É, de novo, um certo resgate da memória afetiva do leitor, complementando o que é dito, como se a autora nos oferecesse uma tela incompleta para nós terminarmos de pintar. O jogo entre leitor e narrador também funciona quando pensamos nos pequenos detalhes que marcam características das personagens. Não sei se por eu ter idade próxima a de Cora, mas fui pescando cada referência de quem foi adolescente nos anos 90 com um gosto especial, especialmente quando o assunto era música. Confesso que cheguei a rir sozinha quando Cora e Julia estão falando sobre Jewel, porque na hora que Julia revela envergonhada que gostava da cantora, eu imediatamente pensei “Po, mas You were meant for me é legal”, para logo depois ler Cora falando que todo mundo só gostava dessa música (o que acho que procede, porque não lembro de ter ouvido outra música da Jewel). Aconteceu comigo algo parecido com o que Cora sente quando pensa na idade namorada mais recente do pai:
Quer dizer que nós havíamos assistido aos mesmos desenhos animados antes de ir para o colégio, comido os mesmos biscoitos que saíram de linha, nós cantamos o mesmo jingle irritante de um chiclete de banana, e ficamos surpresas, embora sem entender muito bem, quando Ayrton Senna não conseguiu fazer uma curva.

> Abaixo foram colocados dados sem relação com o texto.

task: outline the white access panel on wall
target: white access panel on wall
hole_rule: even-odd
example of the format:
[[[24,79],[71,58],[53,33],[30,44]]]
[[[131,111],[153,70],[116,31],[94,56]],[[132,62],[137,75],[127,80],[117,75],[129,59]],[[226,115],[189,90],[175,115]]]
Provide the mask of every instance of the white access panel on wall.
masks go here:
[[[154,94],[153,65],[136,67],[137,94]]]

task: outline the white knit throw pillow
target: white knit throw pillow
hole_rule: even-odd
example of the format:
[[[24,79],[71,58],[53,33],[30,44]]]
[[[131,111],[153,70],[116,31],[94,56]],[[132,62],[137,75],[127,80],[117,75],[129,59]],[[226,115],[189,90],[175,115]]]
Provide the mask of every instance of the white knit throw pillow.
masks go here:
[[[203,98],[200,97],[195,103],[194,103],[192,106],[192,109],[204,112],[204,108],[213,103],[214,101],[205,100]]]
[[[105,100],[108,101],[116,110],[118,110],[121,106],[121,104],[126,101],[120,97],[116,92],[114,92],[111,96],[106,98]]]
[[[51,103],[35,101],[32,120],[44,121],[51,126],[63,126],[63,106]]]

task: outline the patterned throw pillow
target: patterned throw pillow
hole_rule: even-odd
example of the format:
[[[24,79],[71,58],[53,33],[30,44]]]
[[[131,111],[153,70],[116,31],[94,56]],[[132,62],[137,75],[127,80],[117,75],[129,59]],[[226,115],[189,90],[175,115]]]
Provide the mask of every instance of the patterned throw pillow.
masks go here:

É como se ela falasse o tempo todo que todos nós somos feitos de memórias.
Acho que se tem algo que eu não gostei (ou pelo menos não gostei muito) sobre o livro é o capítulo final, em Paris. Aqui pode vir um spoiler, embora eu ache que não seja nada que vá estragar sua experiência, mas enfim, nunca é demais avisar, melhor para o próximo parágrafo, etc. Enfim, a narradora primeiro dá a entender que, como está vivendo com o francês, aparentemente ela abandonou qualquer esperança de reatar com Julia depois da despedida na rodoviária. Aos poucos fica claro que não, eles são só amigos e bem, Julia está vindo visitá-la na cidade. Eu achei toda a conversa com Jean-Marc e mesmo o reencontro das duas meio desnecessário considerando o todo. Aquele flashback do final que complementa a noite em que se conheceram ficou tão bonito e ficaria perfeito para o momento da despedida da rodoviária, porque deixaria o destino das duas em aberto. Estraga a história? De maneira alguma. Só causa um leve incômodo, um estranhamento.

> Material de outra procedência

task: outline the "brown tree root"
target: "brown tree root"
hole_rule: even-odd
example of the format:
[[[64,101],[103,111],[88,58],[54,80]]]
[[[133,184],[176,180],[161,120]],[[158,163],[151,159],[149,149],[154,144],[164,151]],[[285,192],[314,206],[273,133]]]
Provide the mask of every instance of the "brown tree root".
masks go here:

Então assim, eu adorei essa viagem com Cora e Julia. Lembrei de quando combinava com uma amiga do colégio que um dia viajaríamos bem loucas por aí tipo as gurias do clipe Crazy do Aerosmith (que, tenho certeza, foi uma das inúmeras influências da autora), mas nenhuma das duas sabia dirigir ou tinha carro, e aí o plano morria quando pensávamos na falta de glamour de uma viagem de busão. Foi uma leitura gostosa, ao mesmo tempo tocante e, o principal, deixou aquela vontade de voltar, como acontece quando nos apaixonamos por novos lugares.